At InCabin, Socionext presents a dynamic cockpit demonstrator, showcasing the SC1260’s ability to detect vital signs like breathing, ensuring a safer and smarter automotive environment.​

Watch the video below to find out more:​


Q&A with Socionext

What exciting innovations is Socionext bringing to the table this year?
We’re thrilled to showcase our latest innovation—the 60 GHz Radar Sensor, SC1260. At InCabin, we’ll present a cockpit demonstrator that highlights the groundbreaking capabilities of this chip, setting new standards for automotive interior safety.
What makes the SC1260 radar sensor stand out from existing solutions?
The SC1260 is more than just a radar sensor – it’s a highly advanced solution with integrated antennas in a compact 6×9 mm package. It includes two transmitter and four receiver antennas, simplifying vehicle integration. The chip also features advanced signal processing that outputs point cloud data directly, reducing BOM costs by enabling the use of smaller CPUs and memory. With an average power consumption of just 0.7 milliwatts, it’s incredibly efficient.
Signal processing is a critical component. Can you explain the advantages of the SC1260’s signal processing capabilities?
Absolutely. The SC1260 features integrated blocks for advanced signal processing, including range FFT and a CFAR engine for filtering. It measures distance and angle, clusters data, and outputs point cloud data in XYZ coordinates.
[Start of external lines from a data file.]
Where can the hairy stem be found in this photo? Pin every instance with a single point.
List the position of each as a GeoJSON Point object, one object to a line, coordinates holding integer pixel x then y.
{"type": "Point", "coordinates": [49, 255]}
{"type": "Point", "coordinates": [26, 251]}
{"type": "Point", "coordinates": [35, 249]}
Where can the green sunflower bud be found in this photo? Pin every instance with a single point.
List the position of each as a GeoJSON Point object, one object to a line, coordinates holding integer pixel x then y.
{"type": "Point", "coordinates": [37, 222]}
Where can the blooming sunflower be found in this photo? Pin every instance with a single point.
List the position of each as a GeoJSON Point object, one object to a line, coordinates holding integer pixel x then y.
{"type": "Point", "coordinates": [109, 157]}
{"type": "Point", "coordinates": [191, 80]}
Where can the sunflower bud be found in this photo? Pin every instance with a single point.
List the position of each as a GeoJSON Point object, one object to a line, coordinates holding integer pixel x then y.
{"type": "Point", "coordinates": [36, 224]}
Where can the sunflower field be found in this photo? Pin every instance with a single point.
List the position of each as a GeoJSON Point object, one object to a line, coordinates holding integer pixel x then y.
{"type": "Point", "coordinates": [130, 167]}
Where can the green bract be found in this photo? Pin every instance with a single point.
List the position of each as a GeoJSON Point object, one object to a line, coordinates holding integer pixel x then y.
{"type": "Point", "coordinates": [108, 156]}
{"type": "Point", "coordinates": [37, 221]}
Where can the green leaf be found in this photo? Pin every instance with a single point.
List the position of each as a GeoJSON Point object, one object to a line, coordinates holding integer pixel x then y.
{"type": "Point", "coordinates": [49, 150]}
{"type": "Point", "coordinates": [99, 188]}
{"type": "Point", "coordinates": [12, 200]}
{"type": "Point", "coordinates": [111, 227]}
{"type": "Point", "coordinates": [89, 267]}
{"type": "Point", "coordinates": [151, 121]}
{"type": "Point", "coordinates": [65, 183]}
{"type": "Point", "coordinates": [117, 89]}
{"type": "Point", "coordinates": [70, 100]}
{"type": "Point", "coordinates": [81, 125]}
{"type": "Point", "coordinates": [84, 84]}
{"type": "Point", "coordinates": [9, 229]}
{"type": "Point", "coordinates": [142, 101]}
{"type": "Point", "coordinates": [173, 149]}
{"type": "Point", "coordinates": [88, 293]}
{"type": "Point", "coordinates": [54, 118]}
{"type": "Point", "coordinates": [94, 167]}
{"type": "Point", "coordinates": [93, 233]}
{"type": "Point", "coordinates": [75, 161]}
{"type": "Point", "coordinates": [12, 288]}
All of this is built into the hardware, eliminating the need for an external CPU or firmware, which makes it a highly efficient solution.
What are the primary use cases for this radar sensor in automotive applications?
The SC1260 is designed for a variety of automotive interior sensing applications. One key use case is child presence detection, where the radar sensor can detect vital signs like breathing or heartbeat, even through materials like blankets. It’s also highly effective for seat occupancy detection, accurately identifying multiple passengers. Additionally, it’s perfect for security monitoring, such as intrusion detection or proximity alerts.
Are there any other potential applications for the SC1260 that you’d like to highlight?
Definitely. The SC1260 can be used in kick-sensors for tailgate operations, distinguishing between gestures like kicks or swipes. It’s also ideal for gesture control in HMI applications, allowing drivers to control functions with simple hand movements, reducing the need for physical buttons and enhancing the user experience.
You mentioned presenting a cockpit demonstrator at the show. What does the demonstrator consist of?
Our cockpit demonstrator immerses attendees in a real-world automotive experience. It features a replica of a classic car interior with both front and rear seats. Inside, we’ve installed our state-of-the-art radar sensor, connected to a front panel display that visualizes live radar data. It’s a dynamic way to showcase the future of in-cabin sensing.
Will the cockpit show how passengers can be seen in the car as well as other critical information?
Exactly! The radar sensor does more than just detect seat occupancy—it can identify passengers in real time and even detect vital signs like breathing. It’s designed to elevate vehicle safety and comfort, demonstrating how advanced radar technology can monitor passengers with precision and reliability.
Will attendees be able to experience the cockpit demonstrator and test it firsthand?
Absolutely! We invite everyone to sit in the cockpit and experience the technology firsthand. It’s an interactive demonstration where you can see the radar sensor in action. We’re excited to guide attendees through the possibilities and discuss how this technology can transform the future of automotive interiors.
How can our readers learn more?
You can visit our stand and explore our exciting products firsthand. Our experts will be on-site to answer any questions.
For those interested in learning more, Socionext encourages visits to their exhibition stand and engagement on their social media platforms:

Don’t miss key conversations at InCabin Europe this May. Get your pass here.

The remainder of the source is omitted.